RESCUE teams were this morning sifting through rubble to try to reach dozens of people believed trapped after a 7.2-magnitude earthquake struck Turkey.
The Interior Minister said the death toll in the powerful quake has increased to 217.
Rescue teams worked throughout the night searching for survivors, as aid groups scrambled to set up tents, field hospitals and kitchens to assist thousands left homeless.
Interior Minister Idris Naim Sahin said about 80 multistory buildings collapsed in the eastern city of Ercis alone when the earthquake struck yesterday.
He said some 40 buildings had people trapped inside, giving rise to fears that the death toll could rise substantially.
"Rescue work is ongoing, especially at buildings where (rescuers) have determined survivors," Mr Sahin said.
The hardest-hit area was Ercis, a city of 75,000 close to the Iranian border and in one of Turkey's most earthquake-prone zones. The city of Van, about 90 kilometres south of Ercis, also sustained substantial damage. Highways in the area caved in.
Mr Sahin said 117 people were killed in Ercis and another 100 died in Van while some 740 people were injured.
US scientists recorded more than 100 aftershocks in eastern Turkey within 10 hours of the quake, including one with a magnitude of 6.0.
Residents spent the night outdoors and lit campfires, while the Red Crescent began setting up tents in a stadium. Others sought shelter with relatives in nearby villages.
Around 1,275 rescue teams from 38 provinces were being sent to the region, officials said, and troops were also assisting search-and-rescue efforts.
Meanwhile, Ireland has offered humanitarian aid.
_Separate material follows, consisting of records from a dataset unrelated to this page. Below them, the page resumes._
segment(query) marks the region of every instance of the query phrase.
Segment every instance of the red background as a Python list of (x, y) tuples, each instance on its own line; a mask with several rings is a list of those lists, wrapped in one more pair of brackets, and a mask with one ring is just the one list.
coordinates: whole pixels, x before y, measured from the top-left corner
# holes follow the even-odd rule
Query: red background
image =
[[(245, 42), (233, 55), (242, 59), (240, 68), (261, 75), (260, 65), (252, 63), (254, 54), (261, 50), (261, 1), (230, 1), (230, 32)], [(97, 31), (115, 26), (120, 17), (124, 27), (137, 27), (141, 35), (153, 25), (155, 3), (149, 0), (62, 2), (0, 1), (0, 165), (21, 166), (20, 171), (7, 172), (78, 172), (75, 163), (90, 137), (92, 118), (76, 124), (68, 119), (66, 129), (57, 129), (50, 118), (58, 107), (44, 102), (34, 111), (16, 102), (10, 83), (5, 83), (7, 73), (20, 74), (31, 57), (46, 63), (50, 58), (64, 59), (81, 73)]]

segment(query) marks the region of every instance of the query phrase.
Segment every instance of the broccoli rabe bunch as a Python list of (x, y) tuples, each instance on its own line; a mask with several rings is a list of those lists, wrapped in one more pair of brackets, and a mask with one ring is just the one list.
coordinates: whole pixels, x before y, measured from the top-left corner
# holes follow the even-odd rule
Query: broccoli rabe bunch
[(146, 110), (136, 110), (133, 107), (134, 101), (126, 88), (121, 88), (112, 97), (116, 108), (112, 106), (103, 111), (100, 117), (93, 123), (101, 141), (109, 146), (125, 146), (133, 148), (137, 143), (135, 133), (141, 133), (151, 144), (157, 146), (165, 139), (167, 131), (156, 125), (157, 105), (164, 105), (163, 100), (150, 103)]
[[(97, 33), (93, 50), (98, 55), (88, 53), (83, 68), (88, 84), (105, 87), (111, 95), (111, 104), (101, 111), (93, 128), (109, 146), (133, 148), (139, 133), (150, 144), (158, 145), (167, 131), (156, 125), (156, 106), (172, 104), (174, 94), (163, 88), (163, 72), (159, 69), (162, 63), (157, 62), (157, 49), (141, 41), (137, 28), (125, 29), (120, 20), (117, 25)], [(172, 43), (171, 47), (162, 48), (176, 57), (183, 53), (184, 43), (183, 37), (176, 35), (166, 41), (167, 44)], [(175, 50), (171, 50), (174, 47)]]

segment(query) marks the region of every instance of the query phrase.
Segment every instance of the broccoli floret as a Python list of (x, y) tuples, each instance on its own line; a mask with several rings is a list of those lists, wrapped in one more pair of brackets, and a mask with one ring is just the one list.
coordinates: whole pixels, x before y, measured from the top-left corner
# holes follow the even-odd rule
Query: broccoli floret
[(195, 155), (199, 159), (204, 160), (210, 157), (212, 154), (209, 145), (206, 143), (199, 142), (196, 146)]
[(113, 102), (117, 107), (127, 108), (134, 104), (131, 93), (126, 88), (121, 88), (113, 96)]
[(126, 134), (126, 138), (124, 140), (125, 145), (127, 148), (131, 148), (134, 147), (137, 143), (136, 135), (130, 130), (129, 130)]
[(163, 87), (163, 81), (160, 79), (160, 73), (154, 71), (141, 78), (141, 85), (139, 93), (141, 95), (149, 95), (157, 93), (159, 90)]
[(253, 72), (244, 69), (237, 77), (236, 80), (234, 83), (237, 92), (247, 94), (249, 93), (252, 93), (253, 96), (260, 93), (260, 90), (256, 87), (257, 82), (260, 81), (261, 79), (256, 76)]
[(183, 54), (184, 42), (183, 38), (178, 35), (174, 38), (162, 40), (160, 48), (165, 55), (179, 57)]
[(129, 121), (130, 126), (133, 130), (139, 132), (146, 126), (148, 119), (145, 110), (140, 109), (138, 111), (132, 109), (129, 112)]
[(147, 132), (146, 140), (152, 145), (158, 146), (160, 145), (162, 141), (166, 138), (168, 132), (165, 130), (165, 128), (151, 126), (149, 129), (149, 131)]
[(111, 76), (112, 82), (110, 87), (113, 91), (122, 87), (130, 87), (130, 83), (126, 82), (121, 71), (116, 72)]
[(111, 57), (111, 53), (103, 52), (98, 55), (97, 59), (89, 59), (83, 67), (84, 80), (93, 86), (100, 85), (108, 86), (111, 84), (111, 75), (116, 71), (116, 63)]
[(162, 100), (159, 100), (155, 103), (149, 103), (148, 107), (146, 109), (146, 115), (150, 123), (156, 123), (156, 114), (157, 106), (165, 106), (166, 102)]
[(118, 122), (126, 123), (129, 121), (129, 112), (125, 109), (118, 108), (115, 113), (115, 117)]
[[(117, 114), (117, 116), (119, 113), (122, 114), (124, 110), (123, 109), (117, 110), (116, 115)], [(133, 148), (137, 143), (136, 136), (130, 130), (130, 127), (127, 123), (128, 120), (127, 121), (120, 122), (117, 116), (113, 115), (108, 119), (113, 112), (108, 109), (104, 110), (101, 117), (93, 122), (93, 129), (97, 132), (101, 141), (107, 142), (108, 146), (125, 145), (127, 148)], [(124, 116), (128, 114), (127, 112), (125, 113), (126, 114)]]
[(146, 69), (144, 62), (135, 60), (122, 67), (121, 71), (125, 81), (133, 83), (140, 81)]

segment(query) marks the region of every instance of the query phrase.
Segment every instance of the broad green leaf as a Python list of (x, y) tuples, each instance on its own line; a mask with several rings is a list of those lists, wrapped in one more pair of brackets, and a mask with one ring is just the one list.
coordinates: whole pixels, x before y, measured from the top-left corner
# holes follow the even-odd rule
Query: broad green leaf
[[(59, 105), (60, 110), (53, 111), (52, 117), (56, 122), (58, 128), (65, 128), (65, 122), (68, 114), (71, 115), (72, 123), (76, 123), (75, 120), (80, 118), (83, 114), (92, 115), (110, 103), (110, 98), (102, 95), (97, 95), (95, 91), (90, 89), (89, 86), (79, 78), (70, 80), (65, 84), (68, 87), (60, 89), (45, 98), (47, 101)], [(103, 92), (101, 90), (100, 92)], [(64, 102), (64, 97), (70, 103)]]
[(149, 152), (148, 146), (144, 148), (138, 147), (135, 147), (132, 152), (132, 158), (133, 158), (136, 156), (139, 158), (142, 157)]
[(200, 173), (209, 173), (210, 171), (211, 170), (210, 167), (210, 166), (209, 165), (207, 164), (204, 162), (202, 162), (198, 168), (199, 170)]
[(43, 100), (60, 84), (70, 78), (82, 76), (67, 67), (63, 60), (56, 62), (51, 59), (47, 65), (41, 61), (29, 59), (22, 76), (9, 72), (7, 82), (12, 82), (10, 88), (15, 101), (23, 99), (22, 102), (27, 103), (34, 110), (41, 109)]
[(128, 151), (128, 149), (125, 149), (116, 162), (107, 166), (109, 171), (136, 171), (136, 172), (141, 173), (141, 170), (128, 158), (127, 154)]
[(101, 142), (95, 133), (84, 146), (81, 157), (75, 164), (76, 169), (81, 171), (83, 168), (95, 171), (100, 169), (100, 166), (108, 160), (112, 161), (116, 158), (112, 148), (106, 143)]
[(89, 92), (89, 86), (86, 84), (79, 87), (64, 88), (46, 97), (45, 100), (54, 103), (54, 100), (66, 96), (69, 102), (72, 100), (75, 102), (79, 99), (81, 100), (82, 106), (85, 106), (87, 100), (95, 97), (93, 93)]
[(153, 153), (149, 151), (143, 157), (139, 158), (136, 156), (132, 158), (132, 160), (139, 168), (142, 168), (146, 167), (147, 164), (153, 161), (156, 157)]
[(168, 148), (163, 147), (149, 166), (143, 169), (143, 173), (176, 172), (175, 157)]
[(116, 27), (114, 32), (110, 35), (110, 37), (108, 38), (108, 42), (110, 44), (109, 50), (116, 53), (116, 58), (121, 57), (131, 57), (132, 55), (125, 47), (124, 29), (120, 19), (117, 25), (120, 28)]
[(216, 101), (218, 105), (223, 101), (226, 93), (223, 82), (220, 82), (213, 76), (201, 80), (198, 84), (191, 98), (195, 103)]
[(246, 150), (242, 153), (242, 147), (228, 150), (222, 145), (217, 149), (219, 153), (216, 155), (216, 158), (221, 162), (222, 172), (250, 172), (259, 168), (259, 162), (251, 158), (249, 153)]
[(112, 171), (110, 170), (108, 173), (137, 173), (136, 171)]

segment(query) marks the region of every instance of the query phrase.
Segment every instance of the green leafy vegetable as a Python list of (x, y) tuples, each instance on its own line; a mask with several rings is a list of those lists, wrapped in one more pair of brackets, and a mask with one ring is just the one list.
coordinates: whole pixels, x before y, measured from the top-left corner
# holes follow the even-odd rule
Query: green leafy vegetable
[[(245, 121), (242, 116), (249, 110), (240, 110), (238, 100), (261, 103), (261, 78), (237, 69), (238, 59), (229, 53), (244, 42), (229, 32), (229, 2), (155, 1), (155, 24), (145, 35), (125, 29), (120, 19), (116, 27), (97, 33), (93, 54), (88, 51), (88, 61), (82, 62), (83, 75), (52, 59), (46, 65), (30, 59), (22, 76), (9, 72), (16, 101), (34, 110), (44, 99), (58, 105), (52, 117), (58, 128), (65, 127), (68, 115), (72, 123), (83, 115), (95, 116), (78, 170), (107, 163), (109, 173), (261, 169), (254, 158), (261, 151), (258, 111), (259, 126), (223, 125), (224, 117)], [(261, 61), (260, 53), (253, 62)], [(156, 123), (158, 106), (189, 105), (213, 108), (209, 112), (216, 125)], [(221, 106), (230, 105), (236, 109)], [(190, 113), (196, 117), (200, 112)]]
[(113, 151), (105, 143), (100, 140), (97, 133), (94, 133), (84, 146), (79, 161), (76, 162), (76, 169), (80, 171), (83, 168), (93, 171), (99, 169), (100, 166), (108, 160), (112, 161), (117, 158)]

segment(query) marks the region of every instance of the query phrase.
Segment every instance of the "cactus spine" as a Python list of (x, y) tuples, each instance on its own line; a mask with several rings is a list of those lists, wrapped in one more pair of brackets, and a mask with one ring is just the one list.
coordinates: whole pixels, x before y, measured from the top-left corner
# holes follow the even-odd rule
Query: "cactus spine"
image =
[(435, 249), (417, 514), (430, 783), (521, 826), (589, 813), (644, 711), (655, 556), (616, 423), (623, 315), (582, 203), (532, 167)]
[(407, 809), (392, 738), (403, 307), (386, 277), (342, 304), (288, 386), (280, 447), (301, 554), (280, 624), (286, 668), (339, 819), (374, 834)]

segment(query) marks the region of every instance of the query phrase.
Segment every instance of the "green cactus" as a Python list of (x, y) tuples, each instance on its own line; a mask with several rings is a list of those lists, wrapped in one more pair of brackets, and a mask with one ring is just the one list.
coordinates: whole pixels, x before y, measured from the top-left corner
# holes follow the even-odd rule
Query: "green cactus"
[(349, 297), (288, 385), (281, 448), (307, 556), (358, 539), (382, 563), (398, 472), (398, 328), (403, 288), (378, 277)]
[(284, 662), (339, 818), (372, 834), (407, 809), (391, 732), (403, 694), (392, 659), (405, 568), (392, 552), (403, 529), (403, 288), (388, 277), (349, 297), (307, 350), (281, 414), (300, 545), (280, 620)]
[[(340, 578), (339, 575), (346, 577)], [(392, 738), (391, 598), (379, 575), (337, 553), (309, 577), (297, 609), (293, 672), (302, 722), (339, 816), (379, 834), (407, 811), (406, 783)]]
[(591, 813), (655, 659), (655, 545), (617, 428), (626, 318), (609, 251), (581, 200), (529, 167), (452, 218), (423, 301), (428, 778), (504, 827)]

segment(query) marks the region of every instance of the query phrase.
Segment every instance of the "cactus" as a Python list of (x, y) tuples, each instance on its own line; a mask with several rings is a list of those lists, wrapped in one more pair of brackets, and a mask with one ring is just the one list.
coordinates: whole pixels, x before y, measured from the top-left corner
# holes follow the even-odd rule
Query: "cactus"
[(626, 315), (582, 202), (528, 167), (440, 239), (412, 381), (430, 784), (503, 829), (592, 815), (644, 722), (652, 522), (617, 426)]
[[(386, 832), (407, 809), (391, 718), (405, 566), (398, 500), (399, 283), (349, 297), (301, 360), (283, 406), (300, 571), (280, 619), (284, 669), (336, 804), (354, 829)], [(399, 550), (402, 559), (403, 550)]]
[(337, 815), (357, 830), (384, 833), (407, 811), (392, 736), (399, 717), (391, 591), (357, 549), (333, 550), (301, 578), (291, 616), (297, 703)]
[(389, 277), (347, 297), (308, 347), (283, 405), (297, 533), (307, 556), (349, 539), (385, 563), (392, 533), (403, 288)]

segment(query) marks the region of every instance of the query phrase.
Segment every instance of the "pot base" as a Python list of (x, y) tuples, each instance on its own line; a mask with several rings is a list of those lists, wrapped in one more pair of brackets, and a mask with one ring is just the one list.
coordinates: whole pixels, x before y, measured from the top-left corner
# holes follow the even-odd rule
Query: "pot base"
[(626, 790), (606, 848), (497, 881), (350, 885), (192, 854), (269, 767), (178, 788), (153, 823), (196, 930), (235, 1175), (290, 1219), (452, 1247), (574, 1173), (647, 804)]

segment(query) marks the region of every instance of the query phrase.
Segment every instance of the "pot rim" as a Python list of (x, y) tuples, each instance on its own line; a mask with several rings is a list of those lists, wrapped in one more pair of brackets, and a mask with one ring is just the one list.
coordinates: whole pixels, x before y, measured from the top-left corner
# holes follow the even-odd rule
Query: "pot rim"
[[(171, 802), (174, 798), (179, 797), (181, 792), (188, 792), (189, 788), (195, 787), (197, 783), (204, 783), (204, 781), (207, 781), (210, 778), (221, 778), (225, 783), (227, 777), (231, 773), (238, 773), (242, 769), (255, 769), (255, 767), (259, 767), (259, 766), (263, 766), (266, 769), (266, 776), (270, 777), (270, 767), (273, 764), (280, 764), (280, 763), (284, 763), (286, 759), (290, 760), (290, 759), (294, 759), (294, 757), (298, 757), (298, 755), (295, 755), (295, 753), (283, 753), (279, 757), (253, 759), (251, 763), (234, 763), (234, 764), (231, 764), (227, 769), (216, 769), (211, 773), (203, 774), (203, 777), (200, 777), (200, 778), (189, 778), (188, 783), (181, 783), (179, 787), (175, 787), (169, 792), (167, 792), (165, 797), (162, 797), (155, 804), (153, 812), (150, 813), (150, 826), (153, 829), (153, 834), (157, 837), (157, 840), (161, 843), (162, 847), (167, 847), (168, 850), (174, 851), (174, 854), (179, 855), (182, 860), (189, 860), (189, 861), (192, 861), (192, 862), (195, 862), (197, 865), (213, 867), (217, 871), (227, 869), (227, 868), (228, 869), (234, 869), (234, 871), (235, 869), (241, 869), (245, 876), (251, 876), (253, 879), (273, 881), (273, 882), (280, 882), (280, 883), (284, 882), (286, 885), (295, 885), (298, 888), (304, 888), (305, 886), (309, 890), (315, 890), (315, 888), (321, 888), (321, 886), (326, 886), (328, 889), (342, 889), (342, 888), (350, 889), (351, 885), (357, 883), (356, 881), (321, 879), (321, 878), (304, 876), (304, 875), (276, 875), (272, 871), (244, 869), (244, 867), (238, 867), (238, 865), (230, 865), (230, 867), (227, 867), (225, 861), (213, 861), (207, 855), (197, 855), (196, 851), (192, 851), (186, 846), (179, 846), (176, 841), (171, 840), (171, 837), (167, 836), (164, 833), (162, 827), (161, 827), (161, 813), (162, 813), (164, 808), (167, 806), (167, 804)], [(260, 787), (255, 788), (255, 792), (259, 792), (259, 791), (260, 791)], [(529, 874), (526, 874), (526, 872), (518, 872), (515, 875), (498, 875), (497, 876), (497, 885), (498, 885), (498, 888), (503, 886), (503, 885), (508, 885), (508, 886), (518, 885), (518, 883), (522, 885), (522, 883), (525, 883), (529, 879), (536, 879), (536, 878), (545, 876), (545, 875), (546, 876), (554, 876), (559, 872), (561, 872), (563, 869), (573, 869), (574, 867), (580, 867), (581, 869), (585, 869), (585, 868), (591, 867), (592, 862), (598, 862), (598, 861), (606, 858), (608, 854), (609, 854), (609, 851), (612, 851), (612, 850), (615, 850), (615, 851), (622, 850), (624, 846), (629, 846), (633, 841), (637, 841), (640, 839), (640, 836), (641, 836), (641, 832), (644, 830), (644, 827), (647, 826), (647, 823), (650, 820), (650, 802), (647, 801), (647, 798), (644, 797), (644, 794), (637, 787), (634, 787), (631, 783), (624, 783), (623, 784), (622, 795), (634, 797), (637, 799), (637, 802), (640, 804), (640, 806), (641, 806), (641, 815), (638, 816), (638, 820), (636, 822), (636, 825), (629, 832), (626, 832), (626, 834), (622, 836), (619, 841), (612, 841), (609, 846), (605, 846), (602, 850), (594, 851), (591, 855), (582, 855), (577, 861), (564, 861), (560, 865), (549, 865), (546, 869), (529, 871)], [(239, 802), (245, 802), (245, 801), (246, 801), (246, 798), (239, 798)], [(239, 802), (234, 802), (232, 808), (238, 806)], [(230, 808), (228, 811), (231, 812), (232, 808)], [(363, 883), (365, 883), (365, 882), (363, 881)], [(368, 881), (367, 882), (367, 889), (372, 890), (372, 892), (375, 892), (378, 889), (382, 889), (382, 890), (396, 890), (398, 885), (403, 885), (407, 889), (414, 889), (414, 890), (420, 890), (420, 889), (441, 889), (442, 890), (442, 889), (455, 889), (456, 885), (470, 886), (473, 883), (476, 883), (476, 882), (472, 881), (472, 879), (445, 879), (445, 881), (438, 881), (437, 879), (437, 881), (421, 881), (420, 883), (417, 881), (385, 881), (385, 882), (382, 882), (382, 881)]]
Tanaiste Eamon Gilmore said the Irish Aid Rapid Response Corps is on standby to deploy to the region.
Emergency supplies from Irish Aid's humanitarian stockpiles in Brindisi, Italy, and Dubai have also been offered.
"It is imperative that the humanitarian response operation be rapid and effective to keep the death toll to an absolute minimum," he said.
"While Turkey has enormous experience in responding to crises of this nature, I have asked officials in the Department of Foreign Affairs and Trade to assess how Ireland can contribute to the relief effort," said Mr Gilmore.
"In particular we are ready to deploy members of the Irish Aid Rapid Response Corps to Turkey to work with agencies engaged in the operation. We are also prepared to carry out an airlift of emergency supplies from our stockpiles."